‘Integration of mental care and brain care is inevitable’
It is essential to identify therapeutic treatments: expert
The integration of psychiatry and neurology — in other words, mental care and brain care — is inevitable to disentangle the amalgamation of complex epileptic problems and to identify effective therapeutic treatments, Kousuke Kanemoto of Aichi Medical University, Akita, Japan, said.
“Many epileptic cases represent an amalgamation of complex social and psychological issues — not just brain malfunctions, thus necessitating extra medical care such as job coaching and psychotherapy,” he said. He was delivering the 16th M.V. Arunachalam Endowment Lecture on “Brainstorms and the Mind: Exploring the Borderlands Between Epilepsy and Schizophrenia”.
Dr. Kanemoto pointed out that the Japan Epilepsy Society was formed by a psychiatrist in the mid-1970s, when about 60% of its members were psychiatrists and the rest were neurologists.
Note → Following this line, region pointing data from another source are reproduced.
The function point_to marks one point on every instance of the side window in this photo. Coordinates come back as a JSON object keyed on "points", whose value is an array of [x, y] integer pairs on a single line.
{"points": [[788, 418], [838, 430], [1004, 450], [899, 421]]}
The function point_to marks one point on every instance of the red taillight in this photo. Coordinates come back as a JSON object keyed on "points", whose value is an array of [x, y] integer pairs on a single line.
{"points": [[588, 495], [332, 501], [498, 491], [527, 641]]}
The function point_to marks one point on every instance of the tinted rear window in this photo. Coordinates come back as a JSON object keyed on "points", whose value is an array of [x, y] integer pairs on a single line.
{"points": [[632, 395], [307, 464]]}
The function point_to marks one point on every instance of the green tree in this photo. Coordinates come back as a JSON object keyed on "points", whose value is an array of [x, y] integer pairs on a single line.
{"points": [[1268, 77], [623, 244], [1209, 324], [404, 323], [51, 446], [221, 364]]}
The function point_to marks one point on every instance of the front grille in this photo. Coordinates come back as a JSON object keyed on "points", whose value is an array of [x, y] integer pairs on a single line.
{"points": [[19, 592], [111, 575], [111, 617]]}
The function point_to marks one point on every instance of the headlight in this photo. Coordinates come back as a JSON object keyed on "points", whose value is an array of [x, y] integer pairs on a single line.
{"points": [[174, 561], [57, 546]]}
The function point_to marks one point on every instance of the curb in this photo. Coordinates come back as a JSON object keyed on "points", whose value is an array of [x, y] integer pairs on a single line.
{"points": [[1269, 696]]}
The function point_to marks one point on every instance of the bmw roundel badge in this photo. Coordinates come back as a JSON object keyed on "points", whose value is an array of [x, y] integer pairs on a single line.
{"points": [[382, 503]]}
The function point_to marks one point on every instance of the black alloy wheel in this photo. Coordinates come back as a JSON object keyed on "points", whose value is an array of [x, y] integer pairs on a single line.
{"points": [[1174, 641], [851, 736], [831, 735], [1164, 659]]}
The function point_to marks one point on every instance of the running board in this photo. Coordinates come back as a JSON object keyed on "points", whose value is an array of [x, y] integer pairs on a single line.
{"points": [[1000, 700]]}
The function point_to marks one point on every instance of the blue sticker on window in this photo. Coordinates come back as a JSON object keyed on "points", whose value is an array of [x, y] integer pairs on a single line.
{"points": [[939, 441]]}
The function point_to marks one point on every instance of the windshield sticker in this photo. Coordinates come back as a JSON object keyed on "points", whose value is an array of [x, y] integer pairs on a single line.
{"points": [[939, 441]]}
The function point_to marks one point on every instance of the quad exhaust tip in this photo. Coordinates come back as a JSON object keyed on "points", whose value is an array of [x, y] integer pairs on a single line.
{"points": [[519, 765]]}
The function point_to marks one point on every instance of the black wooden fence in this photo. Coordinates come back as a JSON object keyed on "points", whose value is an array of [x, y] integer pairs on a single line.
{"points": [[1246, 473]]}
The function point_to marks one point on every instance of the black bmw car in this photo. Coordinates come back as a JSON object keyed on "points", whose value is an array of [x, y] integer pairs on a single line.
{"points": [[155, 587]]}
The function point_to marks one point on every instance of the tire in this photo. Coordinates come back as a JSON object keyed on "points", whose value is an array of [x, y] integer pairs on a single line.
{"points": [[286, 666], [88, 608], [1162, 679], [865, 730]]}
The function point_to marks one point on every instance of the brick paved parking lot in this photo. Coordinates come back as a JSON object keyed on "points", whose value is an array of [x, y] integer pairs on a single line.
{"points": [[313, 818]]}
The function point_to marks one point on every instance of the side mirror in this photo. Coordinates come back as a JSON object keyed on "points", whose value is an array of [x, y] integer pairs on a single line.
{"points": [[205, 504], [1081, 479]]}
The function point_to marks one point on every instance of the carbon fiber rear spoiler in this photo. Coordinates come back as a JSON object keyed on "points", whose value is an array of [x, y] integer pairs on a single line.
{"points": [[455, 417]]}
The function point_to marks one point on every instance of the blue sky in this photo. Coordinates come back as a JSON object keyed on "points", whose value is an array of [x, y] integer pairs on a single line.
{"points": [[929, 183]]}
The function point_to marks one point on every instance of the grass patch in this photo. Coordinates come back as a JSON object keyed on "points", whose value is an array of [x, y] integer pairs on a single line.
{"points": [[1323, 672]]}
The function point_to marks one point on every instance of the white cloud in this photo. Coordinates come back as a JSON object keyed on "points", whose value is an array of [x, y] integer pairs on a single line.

However, in the recent times, the percentage of psychiatrists among the members of the society had come down to just 5, Dr. Kanemoto said.
A. Vellayan, former executive chairman, Murugappa Group, and trustee, Vellayan Chettiar Trust, presided and Ennapadam S. Krishnamoorthy, founder, Neurokrish, Trimed, which organised the event, welcomed the gathering.
Mr. Vellayan launched a dedicated Mobile Therapy Unit donated by the Murugappa Group to the “Buddhi on Wheels” programme, which addresses the twin challenges of mobility and mental health that most people with neurological disability face across the lifespan, according to a release.